Grant Park's beginnings date to 1835, when foresighted citizens,
fearing commercial lake front development, lobbied to protect the
open space. As a result, the park's original area east of Michigan
Avenue was designated "public ground forever to remain vacant of
buildings." Officially named Lake Park in 1847, the site soon
suffered from lake front erosion. The Illinois Central Railroad
agreed to build a breakwater to protect the area in exchange for
permission for an offshore train trestle. After the Great Fire of
1871, the area between the shore and trestle became a dump site for
piles of charred rubble, the first of many landfill additions.
In 1901, the city transferred the park to the South Park
Commission, which named it for Ulysses S. Grant (1822-1885), 18th
President of the United States. Renowned architect Daniel H.
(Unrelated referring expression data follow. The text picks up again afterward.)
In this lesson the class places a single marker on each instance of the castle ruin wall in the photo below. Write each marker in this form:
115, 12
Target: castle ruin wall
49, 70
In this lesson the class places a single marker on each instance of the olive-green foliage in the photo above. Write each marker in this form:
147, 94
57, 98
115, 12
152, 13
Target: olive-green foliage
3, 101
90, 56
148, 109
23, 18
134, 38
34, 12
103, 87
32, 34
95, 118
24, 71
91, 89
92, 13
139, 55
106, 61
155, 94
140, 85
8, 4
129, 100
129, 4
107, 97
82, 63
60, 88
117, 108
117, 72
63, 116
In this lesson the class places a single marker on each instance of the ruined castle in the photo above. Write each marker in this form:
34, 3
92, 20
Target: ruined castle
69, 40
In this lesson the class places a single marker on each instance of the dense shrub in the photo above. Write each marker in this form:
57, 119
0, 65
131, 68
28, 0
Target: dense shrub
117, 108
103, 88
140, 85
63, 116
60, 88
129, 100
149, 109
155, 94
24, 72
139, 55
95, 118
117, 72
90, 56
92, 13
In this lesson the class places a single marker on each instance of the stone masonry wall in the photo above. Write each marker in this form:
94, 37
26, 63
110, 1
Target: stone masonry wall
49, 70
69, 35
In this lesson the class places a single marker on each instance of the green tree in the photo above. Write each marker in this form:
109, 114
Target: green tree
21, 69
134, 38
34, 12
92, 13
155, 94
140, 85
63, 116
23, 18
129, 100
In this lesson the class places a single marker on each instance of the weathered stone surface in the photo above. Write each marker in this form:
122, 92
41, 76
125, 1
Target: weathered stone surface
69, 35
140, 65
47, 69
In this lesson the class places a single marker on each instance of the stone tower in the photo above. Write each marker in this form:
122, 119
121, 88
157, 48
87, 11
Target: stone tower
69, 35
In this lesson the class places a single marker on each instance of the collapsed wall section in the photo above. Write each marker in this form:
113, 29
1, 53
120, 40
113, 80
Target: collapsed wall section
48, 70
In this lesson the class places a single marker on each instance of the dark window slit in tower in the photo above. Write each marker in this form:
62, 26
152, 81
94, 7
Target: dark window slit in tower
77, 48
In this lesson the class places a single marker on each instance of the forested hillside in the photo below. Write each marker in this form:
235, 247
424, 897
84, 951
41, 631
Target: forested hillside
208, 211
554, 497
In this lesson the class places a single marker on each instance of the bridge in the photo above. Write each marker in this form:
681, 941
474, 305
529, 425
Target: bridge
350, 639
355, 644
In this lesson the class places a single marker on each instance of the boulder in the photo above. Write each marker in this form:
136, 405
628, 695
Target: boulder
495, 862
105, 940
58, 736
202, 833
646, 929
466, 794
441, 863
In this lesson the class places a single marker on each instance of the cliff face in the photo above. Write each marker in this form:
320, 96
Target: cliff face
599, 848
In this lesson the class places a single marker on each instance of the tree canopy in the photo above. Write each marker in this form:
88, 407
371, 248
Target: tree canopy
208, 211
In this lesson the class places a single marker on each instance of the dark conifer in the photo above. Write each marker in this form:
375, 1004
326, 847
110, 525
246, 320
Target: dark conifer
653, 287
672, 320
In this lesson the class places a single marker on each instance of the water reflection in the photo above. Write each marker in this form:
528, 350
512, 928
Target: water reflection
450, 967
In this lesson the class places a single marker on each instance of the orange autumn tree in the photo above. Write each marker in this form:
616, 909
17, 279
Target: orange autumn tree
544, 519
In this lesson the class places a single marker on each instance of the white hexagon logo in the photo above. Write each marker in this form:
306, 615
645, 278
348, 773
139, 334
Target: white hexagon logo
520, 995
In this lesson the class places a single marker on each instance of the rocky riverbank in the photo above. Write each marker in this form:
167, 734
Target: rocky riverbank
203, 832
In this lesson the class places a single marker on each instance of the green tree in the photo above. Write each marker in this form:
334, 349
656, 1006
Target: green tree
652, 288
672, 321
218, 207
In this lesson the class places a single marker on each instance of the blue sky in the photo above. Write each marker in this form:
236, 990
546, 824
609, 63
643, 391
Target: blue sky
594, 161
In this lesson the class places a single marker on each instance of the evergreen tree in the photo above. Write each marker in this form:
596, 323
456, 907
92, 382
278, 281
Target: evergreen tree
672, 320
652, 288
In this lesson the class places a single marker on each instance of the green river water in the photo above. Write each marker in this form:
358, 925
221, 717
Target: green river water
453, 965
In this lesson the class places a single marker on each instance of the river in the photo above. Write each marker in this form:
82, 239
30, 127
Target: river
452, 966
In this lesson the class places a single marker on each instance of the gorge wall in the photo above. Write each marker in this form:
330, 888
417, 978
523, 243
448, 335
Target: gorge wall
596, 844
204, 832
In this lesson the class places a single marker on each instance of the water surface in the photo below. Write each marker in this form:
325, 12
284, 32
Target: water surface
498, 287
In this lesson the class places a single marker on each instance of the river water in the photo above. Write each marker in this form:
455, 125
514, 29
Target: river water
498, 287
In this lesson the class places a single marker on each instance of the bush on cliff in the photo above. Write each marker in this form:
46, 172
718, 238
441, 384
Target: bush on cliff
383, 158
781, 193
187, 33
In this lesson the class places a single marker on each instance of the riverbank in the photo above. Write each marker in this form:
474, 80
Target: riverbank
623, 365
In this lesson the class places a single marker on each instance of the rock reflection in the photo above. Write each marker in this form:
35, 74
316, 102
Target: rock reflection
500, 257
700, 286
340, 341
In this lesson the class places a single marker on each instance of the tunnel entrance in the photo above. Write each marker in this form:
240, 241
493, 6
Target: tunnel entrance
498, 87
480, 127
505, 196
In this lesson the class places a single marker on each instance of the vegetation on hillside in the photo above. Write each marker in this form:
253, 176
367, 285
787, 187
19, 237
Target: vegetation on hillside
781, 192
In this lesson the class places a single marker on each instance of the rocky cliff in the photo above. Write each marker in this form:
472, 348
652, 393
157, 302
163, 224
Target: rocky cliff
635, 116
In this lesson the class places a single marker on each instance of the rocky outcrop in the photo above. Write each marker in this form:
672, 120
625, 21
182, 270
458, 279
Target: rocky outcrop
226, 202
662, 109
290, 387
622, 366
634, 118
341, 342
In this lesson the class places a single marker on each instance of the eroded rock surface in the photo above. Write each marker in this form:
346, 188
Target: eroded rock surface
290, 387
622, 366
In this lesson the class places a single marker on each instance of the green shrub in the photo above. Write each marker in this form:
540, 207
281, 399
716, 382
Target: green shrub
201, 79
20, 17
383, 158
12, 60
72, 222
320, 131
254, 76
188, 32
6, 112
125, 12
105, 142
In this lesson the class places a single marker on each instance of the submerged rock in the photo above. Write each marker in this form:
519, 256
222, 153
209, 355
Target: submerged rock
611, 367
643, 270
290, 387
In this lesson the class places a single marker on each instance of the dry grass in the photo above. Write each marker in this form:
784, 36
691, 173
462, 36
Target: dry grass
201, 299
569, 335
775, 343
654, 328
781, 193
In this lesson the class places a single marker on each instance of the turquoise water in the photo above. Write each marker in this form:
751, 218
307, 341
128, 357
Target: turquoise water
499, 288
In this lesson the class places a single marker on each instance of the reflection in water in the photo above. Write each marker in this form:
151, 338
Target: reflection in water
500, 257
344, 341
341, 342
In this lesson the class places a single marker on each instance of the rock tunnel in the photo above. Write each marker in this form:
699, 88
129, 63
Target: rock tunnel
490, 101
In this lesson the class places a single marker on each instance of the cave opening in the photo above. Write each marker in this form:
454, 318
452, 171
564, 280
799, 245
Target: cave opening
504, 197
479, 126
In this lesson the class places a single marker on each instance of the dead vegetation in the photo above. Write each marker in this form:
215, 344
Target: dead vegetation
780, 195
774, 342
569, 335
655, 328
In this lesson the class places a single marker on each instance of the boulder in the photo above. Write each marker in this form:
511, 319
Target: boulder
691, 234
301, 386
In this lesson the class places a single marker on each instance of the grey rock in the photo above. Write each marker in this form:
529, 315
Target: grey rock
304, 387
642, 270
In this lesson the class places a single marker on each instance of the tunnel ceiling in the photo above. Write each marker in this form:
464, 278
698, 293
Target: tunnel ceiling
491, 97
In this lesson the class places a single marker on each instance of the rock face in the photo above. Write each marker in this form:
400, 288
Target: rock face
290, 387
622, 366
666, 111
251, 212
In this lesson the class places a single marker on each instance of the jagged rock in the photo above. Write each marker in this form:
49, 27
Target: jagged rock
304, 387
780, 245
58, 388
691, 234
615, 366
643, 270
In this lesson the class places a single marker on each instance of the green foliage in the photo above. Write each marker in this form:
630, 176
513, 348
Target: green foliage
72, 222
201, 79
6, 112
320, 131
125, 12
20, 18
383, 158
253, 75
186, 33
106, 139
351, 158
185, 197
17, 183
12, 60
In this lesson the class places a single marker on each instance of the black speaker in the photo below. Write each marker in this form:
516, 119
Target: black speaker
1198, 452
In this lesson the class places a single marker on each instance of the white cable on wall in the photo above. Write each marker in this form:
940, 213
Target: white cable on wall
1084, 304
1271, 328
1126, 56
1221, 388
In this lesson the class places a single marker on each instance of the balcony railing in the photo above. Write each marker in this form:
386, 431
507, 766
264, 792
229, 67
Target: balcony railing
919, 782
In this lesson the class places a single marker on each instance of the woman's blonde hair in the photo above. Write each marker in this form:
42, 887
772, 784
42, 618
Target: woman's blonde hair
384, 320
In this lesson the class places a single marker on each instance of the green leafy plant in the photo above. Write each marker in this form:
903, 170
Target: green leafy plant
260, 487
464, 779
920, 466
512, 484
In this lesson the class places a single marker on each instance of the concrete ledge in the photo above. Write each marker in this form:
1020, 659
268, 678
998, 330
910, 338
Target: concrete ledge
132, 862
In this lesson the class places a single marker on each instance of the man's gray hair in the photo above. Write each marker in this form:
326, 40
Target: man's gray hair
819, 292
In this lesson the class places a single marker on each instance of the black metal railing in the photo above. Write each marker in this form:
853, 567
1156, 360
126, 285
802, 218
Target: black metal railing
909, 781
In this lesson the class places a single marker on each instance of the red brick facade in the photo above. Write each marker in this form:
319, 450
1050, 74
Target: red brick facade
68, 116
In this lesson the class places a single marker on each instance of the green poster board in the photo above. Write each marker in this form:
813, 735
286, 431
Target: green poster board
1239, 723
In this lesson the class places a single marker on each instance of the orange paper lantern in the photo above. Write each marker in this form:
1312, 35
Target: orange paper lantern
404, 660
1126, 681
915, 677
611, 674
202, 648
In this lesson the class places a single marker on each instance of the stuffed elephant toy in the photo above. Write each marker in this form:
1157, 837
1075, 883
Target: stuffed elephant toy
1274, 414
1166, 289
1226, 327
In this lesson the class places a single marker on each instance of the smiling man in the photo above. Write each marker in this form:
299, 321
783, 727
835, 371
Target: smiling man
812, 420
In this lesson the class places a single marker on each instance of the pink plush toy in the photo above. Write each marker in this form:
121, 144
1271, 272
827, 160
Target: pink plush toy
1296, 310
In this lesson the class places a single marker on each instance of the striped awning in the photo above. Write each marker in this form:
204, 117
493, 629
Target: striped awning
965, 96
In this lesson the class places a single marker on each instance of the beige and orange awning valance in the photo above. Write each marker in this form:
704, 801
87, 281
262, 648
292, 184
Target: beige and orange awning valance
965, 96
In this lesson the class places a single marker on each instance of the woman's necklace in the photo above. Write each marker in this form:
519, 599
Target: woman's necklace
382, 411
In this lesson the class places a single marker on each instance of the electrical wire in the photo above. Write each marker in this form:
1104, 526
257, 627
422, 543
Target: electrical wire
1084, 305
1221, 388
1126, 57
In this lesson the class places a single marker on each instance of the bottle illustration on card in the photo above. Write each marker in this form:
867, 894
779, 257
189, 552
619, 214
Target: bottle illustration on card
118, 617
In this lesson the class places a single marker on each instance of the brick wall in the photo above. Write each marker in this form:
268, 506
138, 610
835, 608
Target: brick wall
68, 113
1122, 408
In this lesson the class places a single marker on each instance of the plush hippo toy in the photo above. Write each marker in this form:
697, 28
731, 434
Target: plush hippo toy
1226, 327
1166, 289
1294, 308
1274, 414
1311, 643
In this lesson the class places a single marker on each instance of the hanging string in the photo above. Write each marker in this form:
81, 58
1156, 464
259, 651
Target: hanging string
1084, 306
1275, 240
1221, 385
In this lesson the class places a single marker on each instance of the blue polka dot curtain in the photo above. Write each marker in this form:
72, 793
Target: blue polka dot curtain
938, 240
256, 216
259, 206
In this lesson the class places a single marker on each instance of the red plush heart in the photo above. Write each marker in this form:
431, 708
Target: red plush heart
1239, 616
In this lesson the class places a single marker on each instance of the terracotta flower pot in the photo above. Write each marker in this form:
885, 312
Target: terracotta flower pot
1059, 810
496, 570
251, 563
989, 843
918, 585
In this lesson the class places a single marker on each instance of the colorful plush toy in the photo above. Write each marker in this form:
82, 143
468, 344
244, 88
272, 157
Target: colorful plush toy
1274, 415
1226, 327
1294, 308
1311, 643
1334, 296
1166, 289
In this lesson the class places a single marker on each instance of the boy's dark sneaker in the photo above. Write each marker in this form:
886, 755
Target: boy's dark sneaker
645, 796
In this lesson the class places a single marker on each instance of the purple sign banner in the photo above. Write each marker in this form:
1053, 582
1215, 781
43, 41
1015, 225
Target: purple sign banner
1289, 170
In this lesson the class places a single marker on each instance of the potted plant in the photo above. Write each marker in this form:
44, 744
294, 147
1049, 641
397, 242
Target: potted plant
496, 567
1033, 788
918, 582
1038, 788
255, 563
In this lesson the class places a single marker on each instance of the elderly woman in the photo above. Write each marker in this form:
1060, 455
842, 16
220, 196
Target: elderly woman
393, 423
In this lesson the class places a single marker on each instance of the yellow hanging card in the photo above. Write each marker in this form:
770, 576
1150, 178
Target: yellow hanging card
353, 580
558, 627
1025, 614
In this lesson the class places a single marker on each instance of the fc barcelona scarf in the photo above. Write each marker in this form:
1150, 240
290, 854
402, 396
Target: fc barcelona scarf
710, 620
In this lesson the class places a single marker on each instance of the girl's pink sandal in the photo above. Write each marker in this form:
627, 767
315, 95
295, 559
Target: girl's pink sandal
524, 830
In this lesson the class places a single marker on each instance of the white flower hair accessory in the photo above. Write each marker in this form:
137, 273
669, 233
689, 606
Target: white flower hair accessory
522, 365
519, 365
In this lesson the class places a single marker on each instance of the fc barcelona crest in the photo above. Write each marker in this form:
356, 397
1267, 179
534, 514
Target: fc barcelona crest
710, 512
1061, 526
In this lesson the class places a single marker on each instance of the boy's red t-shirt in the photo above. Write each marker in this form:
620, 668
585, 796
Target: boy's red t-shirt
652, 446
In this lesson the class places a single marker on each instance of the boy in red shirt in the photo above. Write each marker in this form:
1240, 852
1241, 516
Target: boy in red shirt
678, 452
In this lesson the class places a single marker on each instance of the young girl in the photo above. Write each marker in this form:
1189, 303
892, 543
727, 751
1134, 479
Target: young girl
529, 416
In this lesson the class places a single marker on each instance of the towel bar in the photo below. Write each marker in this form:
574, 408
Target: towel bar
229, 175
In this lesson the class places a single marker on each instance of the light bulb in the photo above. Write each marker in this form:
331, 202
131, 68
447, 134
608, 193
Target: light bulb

Burnham envisioned Grant Park as a formal landscape with museums
and civic buildings. However, construction was stalled by lawsuits
launched by mail-order magnate Aaron Montgomery Ward, who sought to
protect the park's open character. Finally, in 1911, the Illinois
Supreme Court ruled in Ward's favor. New landfill at the park's
southern border allowed construction of the Field Museum to begin,
and the park evolved slowly. In 1934, the South Park Commission was
consolidated into the Chicago Park District, which completed
improvements using federal relief funds.
How to Find this cache:
From the Lincoln memorial in Grant park you need to travel three
hundred fifty nine feet at two hundred seventeen degrees true
north.
You will be hunting for a small rectangular Lock-n-Lock
container which has been painted to look like the concrete in the
area. There is room for small travelers and small trade items.